Pict source: News.detik.com.

Tepat 76 tahun lalu, di tanggal yang sama yaitu 14 Februari, pernah terjadi sebuah peristiwa. Jangan membayangkan bahwa peristiwa tersebut adalah kegiatan bertukar cokelat dengan ucapan kata-kata manis penuh kasih sayang. Unsur kasih sayangnya memang ada tapi bukan hal seperti itu, butuh ketersediaan nyawa dengan pengorbanan diri di atas rata-rata.

Kejadian itu adalah sebuah pemberontakan, dengan tujuan membebaskan hak banyak orang. Pemberontakan yang dilakukan oleh para pasukan Pembela Tanah Air (PETA) hanya terjadi hanya dalam waktu semalam, namun sebanyak 360 nyawa yang dikorbankan. Pemberontakan ini tak lain terlahir dari ide satu kepala seorang pemuda bernama Soeprijadi.

Fransiskus Xaverius Soeprijadi atau yang lebih dikenal dengan Sodancho (Komandan Peleton) Soeprijadi lahir di Trenggalek, Jawa Timur, pada 13 April 1923 saat masih dalam masa kependudukan Hindia Belanda. Soeprijadi merupakan anak pertama dari Raden Darmadi yang merupakan seorang bupati di Blitar yang ke-9. Ibunya bernama Raden Roro Rahayu yang merupakan keturunan bangsawan namun meninggal ketika Soeprijadi masih kecil.

Merupakan seorang anak dari kalangan priyayi, Soeprijadi mampu mengenyam pendidikan dengan baik pada masa itu dari mulai Europeesche Lagere School yang setingkat Sekolah Dasar, lalu ke Meer Uitgebreid Lager Onderwijs yang merupakan setingkat Sekolah Pertama dan kemudian melanjutkan ke Sekolah Pamong Praja yang berada di Yogyakarta, namun pendidikan Soeprijadi di Jogja tidak selesai akibat terjadinya penyerbuan Jepang kepada Hindia Belanda. Hal itu titik Jepang mulai menjajah Indonesia setelah mengusir Belanda.

Soeprijadi sendiri merupakan salah satu pahlawan nasional Indonesia sekaligus pemimpin pemberontakan pasukan PETA terhadap pasukan pendudukan Jepang di Blitar pada Februari 1945. Pemberontakan ini tentu saja terjadi karena penderitaan rakyat yang saat itu menjadi lebih parah pada masa penjajahan Jepang.

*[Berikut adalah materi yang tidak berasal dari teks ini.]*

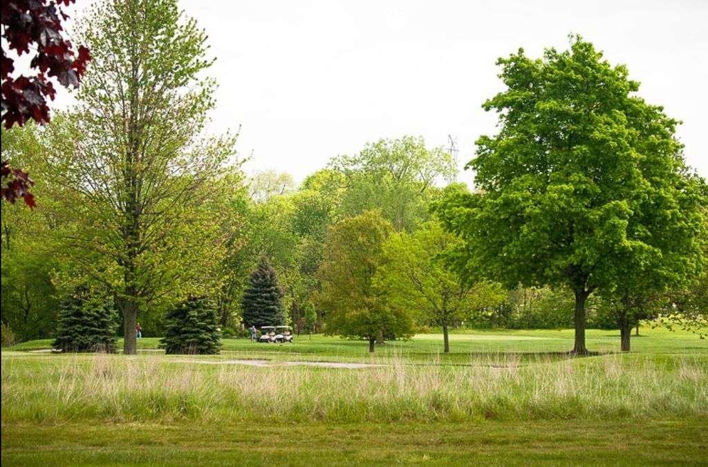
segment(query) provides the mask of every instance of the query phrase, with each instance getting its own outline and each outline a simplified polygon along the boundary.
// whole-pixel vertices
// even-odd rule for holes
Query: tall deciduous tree
[[[57,196],[76,227],[73,258],[110,286],[132,354],[140,307],[204,294],[222,258],[219,222],[204,208],[234,141],[203,135],[207,37],[176,0],[100,2],[83,24],[93,59],[68,134],[52,145]]]
[[[413,333],[408,310],[389,306],[374,284],[392,230],[377,212],[341,221],[329,230],[317,272],[321,290],[314,299],[325,313],[326,332],[367,339],[369,352],[374,352],[379,336],[405,338]]]
[[[450,326],[475,311],[498,306],[506,296],[498,284],[466,284],[446,268],[442,257],[459,241],[436,222],[411,234],[392,235],[376,275],[377,287],[389,305],[413,311],[426,324],[442,326],[445,353],[450,352]]]
[[[678,122],[602,56],[573,37],[570,50],[547,50],[542,59],[523,50],[500,59],[507,88],[484,105],[497,111],[500,131],[479,138],[468,164],[479,192],[438,206],[464,240],[463,273],[573,292],[576,353],[588,351],[588,296],[612,289],[633,251],[656,249],[651,236],[690,243],[701,221]]]
[[[429,149],[422,137],[410,136],[369,143],[358,154],[336,157],[330,165],[344,178],[338,206],[343,217],[379,209],[396,231],[411,231],[429,219],[435,183],[457,170],[442,148]]]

Seperti yang diketahui dari berbagai sumber, PETA merupakan tentara sukarelawan yang dibentuk oleh Pemerintah Jepang saat menguasai bangsa Indonesia di tahun 1942 hingga 1945 tepatnya pada tanggal 3 Oktober 1943. Terbentuknya PETA merupakan saran dari Raden Gatot Mangkoepradja kepada Gunseikan yang merupakan kepala pemerintahan Jepang. Meski awal mula terbentuknya PETA untuk membantu Jepang dalam perang Asia Timur Raya, namun PETA sendiri menjadi salah satu boomerang bagi Jepang, dan karena itulah PETA memiliki peran penting dalam menjaga kemerdekaan bangsa Indonesia.

Pada masa penjajahan Jepang rakyat menderita dengan segala aspek kehidupan. Kebebasan diambil, kelayakan hidup tidak terpenuhi, dan kerja paksa romusha yang kejam harus dijalankan oleh rakyat. Kurang gizi dan tubuh yang menjadi sangat kurus harus dirasakan rakyat Indonesia di masa itu akibat kelaparan dan kerja paksa.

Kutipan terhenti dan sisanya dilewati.